Andrews has always been a popular leader, but recently has shone for his calm and transparent leadership. A recent Essential poll last week showing 73% of Victorians reckoned their government was doing a “quite good” or “very good” job of managing the outbreak (Editor’s note: Again, much has changed over the past few months, and a recent Essential poll puts his current approval rating among Victorians at 49%).

Plus, he totally gets that you want to get back on the beers. Aussies love to see it.

However, Vaughan said the group is neither pro Andrews nor anti Andrews. It exists simply to meme him.

“A lot of the “worship” of Andrews in the group is done as a joke, which seems to happen quite often online – kind of like Shaggy was a few years ago, as well as Keanu Reeves and Big Chungus on Reddit,” Vaughan said.

Ladies and gentlemen…. Big Chungus.

Like most popular Facebook groups, there’s a certain level of chaos in the midst. Anyone posting racist memes, 5G conspiracies or barracking for the Liberal party to win the next election is derided an “incel boomer” and booted from the group.

It might not think of itself as ‘political’, but the group is definitely anti-bullshit. Photo: Facebook.

“The incel boomer posts have come on both sides [of the political spectrum],” moderator Matthew Lawn told P.TV.

“I’m not in the business of hampering free speech, but when people are posting sexist, racist [memes] or just posting to actively attack someone, well, that just doesn’t belong on the page.

“The dictator Dan one was controversial, but, the page is not pro, or anti Dan, it’s for the format.”

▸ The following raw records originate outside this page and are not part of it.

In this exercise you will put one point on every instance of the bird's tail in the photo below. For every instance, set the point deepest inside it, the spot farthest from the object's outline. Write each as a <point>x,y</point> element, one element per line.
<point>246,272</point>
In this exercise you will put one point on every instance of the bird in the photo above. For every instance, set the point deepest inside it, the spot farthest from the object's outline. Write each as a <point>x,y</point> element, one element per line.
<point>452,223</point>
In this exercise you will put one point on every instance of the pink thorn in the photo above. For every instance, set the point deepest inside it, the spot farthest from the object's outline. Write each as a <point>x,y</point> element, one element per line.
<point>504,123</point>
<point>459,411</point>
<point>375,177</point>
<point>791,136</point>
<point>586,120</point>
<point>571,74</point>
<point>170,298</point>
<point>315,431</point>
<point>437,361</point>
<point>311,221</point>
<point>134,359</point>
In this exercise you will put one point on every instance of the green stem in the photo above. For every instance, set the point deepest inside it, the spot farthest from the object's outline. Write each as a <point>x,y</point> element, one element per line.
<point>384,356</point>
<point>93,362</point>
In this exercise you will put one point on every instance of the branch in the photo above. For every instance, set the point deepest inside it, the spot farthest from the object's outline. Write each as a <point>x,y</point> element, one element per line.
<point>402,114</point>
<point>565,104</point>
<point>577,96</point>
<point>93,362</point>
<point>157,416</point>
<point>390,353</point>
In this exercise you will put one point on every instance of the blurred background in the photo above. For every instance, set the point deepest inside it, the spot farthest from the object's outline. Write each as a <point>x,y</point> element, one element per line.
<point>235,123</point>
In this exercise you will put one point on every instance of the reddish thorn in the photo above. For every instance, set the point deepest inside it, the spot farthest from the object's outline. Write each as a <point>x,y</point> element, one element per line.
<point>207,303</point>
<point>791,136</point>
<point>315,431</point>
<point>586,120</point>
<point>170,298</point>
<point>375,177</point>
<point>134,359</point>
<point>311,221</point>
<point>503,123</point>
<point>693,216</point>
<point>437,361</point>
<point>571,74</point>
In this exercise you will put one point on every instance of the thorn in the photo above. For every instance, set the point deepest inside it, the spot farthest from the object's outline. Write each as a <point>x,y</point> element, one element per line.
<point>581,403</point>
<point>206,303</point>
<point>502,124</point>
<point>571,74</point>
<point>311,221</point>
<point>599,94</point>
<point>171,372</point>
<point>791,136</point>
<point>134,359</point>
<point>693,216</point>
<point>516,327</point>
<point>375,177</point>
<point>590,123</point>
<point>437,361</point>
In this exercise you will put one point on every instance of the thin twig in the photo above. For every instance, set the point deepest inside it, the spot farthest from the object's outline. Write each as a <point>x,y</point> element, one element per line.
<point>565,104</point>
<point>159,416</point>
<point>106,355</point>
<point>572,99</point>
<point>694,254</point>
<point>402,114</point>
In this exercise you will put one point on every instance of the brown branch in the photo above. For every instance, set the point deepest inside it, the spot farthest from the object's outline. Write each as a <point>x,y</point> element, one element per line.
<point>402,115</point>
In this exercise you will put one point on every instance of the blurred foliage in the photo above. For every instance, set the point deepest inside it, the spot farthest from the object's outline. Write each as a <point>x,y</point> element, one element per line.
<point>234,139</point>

The sheer size of Andrews’ audience means everyone kinda knows what the format is. More than 777,000 people like him on Facebook (Editor’s note: Make that nearly 900,000, as of August), a figure that’s roughly equivalent to 12% of Victoria’s population. (By comparison, NSW Premier Gladys Berejiklian has just under 70,000 likes on Facebook.)

He’s always used his Facebook page to talk directly to the public, but with the increased frequency of his updates now, there’s more posts than ever – making them primo meme content.

So what does the “great man” himself think of the page? By the time of publication, his media team had not yet responded to comment. We’ll update if he does.